Davalı …. vekili, davanın yersiz açıldığını, taşınmazın Belediye adına tapuda kayıtlı olduğunu, arsanın 1970 yılında muris …. ….. tarafından satın alındığını, üzerindeki binanın tüm aile bireylerinin katkısı ile yapıldığını, davacının taşınmazlardan 7 adet dairenin kira gelirini topladığını, dava konusu 10 nolu dairenin katkıları nedeniyle davalı tarafından kullanıldığını, kullanımın haklı nedenlere dayandığını açıklayarak davanın reddine karar verilmesini savunmuştur.
Mahkemece, mülkiyeti Belediyeye ait 508 ada 41 parsel üzerindeki binanın davacı tarafından inşa edildiği, davalının 10 nolu daireyi davacının muvafakati ile kullandığı, davacı tarafından yapılan uyarıya rağmen dairenin tahliye edilmediği, bina sahibi davacının muvafakatini her zaman geri almasının mümkün bulunduğu, davalının kullanımının haklı gerekçeye dayanmadığı gerekçesiyle davanın kabulüne, davalının 10 nolu daireye yönelik haksız müdahalesinin önlenmesine ve davalının tahliyesi ile dairenin boş olarak davacıya teslimine karar verilmesi üzerine; hüküm, davalı vekilinin temyizi sonunda Dairenin 25.03.2014 tarih 2013/24015 esas 2014/5229 karar sayılı ilamı ile kısaca, dava konusu 10 numaralı dairenin de bulunduğu 5 katlı binanın toplanan delillere göre tarafların murisi tarafından yapıldığının anlaşıldığı, dairelerin tamamının davacı tarafından yapıldığını kabulü olanak bulunmadığı, davanın kabulünün hatalı olduğu, davanın reddine karar verilmesi gerektiği açıklanarak bozulmuştur.
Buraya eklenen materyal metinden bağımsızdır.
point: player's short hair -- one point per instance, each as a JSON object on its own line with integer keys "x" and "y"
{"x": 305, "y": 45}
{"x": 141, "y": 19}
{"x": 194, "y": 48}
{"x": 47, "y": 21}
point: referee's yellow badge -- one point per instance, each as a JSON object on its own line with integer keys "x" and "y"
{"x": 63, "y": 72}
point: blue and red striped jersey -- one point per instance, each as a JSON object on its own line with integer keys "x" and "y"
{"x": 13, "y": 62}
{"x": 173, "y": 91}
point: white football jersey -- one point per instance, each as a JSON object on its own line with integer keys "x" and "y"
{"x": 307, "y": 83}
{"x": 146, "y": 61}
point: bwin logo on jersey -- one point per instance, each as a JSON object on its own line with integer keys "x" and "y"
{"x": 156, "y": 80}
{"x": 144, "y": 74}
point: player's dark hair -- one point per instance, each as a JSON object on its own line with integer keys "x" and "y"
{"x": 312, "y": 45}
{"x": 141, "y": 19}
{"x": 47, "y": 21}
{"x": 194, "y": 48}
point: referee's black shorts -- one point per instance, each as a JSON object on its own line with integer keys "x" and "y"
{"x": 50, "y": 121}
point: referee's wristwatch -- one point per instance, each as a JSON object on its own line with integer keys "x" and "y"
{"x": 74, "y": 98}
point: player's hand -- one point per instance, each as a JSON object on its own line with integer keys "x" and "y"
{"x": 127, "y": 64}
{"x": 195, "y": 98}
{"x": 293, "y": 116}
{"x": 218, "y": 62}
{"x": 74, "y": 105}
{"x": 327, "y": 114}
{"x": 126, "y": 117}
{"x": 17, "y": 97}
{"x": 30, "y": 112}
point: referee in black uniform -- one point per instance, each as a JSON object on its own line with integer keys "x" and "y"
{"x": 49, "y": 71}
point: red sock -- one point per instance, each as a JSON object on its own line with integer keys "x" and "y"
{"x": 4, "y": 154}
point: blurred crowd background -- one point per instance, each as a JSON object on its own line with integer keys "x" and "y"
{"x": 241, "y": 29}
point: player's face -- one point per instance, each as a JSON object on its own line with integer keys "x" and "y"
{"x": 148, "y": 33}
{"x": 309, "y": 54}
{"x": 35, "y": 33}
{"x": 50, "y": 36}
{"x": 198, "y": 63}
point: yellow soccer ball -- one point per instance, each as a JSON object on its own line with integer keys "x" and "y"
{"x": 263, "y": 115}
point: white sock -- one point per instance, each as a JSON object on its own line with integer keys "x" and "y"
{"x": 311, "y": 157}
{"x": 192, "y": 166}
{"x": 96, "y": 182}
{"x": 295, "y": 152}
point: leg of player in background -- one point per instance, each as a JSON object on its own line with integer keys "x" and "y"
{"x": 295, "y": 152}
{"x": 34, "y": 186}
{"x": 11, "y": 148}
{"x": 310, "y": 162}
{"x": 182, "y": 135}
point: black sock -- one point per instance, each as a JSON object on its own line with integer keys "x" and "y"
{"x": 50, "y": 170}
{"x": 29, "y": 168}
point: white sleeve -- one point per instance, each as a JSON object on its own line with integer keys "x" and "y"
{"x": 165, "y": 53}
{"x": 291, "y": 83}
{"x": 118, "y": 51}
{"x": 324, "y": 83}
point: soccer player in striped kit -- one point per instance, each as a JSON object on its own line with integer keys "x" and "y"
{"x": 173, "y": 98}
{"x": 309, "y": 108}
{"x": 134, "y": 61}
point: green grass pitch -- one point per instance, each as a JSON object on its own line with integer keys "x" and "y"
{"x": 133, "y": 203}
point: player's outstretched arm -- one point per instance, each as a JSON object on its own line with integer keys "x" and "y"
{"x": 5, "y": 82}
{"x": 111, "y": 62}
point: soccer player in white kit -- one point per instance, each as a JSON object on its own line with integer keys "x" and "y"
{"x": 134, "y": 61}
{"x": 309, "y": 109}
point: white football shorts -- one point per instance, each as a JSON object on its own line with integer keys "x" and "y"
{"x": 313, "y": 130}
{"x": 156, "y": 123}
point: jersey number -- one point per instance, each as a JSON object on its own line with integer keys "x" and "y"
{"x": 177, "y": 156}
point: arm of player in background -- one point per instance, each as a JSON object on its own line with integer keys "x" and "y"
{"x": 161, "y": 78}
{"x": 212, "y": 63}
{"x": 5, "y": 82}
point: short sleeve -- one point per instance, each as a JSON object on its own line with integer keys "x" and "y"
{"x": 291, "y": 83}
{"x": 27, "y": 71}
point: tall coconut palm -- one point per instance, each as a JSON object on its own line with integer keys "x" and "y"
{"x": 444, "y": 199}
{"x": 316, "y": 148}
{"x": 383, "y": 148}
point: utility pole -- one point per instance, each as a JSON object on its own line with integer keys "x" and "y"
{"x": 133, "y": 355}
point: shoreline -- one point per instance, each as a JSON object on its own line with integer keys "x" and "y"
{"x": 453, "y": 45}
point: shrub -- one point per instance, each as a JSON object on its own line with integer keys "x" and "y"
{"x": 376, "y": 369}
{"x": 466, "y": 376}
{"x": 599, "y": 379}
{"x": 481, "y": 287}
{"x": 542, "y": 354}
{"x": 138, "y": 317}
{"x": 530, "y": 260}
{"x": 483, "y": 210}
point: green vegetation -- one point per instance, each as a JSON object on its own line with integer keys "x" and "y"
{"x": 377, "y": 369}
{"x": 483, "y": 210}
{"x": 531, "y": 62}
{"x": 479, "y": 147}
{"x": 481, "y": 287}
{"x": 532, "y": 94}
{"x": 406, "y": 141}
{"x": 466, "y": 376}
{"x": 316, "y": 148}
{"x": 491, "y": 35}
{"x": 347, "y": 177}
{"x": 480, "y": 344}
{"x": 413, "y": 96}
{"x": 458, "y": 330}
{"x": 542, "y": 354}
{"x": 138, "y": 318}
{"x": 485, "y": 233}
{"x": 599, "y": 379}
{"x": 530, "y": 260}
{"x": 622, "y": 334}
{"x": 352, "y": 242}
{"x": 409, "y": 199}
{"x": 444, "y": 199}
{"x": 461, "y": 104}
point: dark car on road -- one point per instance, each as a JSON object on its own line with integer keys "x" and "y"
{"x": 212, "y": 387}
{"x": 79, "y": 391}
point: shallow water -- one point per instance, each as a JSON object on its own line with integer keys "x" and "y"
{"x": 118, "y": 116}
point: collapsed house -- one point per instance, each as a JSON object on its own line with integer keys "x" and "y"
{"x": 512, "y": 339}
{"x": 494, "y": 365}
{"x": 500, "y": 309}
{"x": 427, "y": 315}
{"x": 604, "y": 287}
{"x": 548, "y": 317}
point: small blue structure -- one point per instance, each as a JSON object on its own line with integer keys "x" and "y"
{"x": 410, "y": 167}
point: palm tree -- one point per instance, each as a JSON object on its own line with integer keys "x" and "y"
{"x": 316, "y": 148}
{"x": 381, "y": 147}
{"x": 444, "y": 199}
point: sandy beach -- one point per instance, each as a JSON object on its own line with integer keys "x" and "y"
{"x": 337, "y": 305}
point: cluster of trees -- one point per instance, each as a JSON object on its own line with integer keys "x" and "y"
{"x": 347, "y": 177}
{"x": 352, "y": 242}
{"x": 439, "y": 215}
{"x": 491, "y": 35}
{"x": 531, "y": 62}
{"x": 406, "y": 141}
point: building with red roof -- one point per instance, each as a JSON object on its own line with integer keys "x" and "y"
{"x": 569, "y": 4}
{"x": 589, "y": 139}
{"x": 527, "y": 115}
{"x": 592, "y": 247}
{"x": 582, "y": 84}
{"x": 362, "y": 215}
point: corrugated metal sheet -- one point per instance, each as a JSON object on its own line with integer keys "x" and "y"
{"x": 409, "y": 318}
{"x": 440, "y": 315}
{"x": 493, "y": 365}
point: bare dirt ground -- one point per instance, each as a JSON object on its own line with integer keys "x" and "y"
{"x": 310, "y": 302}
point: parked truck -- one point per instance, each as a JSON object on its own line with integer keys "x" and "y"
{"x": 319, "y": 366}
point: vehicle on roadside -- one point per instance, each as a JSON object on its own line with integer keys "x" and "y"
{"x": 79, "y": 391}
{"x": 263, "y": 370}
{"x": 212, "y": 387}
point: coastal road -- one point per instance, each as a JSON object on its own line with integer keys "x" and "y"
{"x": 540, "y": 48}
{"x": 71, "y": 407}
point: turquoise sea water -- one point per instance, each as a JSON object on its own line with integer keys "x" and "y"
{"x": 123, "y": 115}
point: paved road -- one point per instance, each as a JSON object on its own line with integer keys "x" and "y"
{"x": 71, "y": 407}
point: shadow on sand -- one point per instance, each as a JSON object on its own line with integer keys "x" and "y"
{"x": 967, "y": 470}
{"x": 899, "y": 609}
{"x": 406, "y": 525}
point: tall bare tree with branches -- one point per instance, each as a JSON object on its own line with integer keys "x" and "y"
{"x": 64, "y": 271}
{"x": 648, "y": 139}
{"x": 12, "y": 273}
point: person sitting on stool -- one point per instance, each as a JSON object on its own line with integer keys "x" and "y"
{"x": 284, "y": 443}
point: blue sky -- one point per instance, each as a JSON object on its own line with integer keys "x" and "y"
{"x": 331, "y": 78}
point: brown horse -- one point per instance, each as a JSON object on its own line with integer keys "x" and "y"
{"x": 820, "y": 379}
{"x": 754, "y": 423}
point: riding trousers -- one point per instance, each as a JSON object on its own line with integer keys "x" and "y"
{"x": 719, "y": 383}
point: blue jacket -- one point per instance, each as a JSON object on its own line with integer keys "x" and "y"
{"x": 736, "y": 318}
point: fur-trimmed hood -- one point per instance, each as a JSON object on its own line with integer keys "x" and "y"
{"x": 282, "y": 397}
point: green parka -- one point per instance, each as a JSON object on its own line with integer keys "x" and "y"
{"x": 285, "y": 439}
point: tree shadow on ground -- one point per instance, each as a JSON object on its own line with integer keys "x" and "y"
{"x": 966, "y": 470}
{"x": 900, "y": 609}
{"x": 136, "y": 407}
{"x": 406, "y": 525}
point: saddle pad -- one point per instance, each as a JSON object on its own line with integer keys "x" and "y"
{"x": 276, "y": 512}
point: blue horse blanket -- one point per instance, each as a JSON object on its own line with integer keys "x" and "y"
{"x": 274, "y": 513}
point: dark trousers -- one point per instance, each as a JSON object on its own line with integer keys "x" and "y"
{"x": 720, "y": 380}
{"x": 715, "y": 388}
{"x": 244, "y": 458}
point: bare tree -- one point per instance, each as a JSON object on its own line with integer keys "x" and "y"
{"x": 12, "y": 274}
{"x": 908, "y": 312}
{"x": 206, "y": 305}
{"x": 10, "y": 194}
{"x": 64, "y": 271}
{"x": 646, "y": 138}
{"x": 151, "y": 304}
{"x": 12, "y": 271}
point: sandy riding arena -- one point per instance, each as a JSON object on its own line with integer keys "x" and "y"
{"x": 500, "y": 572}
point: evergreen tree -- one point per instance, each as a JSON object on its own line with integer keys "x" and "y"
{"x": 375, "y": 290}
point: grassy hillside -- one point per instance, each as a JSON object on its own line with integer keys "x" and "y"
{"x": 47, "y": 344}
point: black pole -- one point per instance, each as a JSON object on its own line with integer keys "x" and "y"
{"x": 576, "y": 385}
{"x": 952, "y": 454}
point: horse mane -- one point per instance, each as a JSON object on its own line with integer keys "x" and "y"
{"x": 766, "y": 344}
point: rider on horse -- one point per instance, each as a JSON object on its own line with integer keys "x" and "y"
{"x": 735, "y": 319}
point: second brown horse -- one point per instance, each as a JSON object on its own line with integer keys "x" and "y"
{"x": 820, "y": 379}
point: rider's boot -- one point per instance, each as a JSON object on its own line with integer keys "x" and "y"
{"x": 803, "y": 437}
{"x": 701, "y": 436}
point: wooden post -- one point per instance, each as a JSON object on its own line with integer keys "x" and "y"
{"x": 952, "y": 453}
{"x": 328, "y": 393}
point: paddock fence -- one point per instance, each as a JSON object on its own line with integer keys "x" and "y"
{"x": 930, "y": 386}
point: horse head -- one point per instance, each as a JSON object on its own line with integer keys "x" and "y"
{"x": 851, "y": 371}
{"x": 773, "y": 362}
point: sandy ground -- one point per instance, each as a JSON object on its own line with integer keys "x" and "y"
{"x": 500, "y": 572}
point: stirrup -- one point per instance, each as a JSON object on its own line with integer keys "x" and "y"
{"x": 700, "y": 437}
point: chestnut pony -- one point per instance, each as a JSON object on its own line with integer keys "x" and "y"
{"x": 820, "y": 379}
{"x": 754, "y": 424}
Davacı vekili tarafından süresinde karar düzeltme isteğinde bulunulmuştur.
Dosyadaki kayıt ve belgelere göre dava konusu 508 ada 41 parsel, 16.12.1969 tarihinde hükmen İstanbul Belediyesi adına tescil edilmiştir. Dava; mülkiyeti Belediyeye ait olan taşınmaz üzerindeki 10 nolu daireye yapılan müdahalenin önlenmesi ve dairenin tahliyesi ve davacıya teslimi isteğine ilişkindir.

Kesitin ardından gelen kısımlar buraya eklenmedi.